II. Background At 4:21:34 a.m. on September 3, 2016, a single-car accident in Danbury killed three people (Raymond Rivera, the car’s driver; Nelson Oseguedo, a passenger sitting behind Rivera; and Warner Nunez, a passenger sitting the back middle seat), and seriously injured two others (Albarran, a passenger in the front passenger’s seat; and Beatriz Grajales, a passenger sitting behind Albarran). See Pl. Rule 56(a)2 Statement of Facts, Att. to Mem. in Opp’n to Mot. Summ. J. (“56(a)2 Stmnt.”), Doc. No. 45-2, at ¶¶ 46, 51, 55–57. Grajales testified that none of the passengers in the backseat was wearing a seatbelt. See Grajales Depo., Ex. B to Defs.’ Mot.

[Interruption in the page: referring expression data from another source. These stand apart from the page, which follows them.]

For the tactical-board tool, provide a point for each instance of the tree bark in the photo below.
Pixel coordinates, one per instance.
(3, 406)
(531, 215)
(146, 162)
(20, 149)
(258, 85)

Summ. J. (“Grajales Depo.”), Doc. No. 38-3, at 60:2–8. The five occupants had left Kas’s Bar and Restaurant (“Kas’s”) in Brewster, New York at roughly 4:00 a.m.; they left together in Grajales’s Nissan Maxima (the “Maxima”). See 56(a)2 Stmnt., Doc. No. 45-2, at ¶¶ 53–54. Shortly after leaving Kas’s, Rivera stopped at a gas station, and he and Oseguedo went inside and purchased at least a case of beer. See Grajales Depo., Doc. No. 38-3 at 57:6–58:18.